Sadly, I wish it were that easy. I know God is going to protect me. I know he knows what is best for me- even more than I. I know I should “trust” him. I love him and want to honor him, but do I really trust him? I say I do. Then why don’t I allow him to do HIS job. This is something I know I have to work on. I am hoping that by the end of this study, I will be able to give God his job back.

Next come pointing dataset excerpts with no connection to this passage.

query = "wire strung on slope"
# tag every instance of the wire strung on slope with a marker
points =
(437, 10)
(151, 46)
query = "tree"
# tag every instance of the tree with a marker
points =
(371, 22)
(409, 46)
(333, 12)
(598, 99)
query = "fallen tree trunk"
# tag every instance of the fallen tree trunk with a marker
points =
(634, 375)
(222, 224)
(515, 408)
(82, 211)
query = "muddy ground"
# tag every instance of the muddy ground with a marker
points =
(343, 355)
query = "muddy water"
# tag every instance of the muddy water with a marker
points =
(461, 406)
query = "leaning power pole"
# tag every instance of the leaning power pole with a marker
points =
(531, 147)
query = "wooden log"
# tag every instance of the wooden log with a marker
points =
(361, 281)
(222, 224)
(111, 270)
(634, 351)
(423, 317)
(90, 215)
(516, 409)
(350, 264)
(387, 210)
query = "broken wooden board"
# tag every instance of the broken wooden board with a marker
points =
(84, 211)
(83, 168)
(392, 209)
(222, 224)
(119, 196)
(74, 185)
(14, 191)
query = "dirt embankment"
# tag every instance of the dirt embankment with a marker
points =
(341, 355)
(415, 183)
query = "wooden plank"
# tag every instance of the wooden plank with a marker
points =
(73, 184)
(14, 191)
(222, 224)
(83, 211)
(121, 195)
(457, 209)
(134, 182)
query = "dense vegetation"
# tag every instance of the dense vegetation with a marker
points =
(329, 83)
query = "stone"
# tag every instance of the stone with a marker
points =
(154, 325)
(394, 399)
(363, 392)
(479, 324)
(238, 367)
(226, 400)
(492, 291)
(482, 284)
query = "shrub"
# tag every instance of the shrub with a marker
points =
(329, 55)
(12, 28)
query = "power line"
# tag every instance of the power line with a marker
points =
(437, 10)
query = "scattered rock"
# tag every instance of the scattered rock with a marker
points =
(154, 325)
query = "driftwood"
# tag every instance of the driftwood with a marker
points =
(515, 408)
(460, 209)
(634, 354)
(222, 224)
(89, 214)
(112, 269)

One of my favorite parts I have read thus far was when Karen explained dog and cat theology. Dog theology is when the dog is so happy you are home. They are so excited to see you, want to spend every moment with you and make YOU happy. You feed them, spend time with them, pat their backs and rub their bellies. “You must be God!” Cat theology is when the cat thinks you are happy to be home with them. You feed them, spend time with them, pat their backs and rub their bellies. You do all this because THEY “must be God.” While humorous, it is the truth and a clever way of making a comparison. I hope this type of humor continues through the book.
“When we go through life looking out for ourselves, taking control rather than trusting God for guidance, making decisions based solely on what’s best for us rather than what will make God most famous to those around us, we’re elevating ourselves above God and buying into backward, upside-down cat theology.”
So, my question to you is this- Do you want to be a cat or a dog?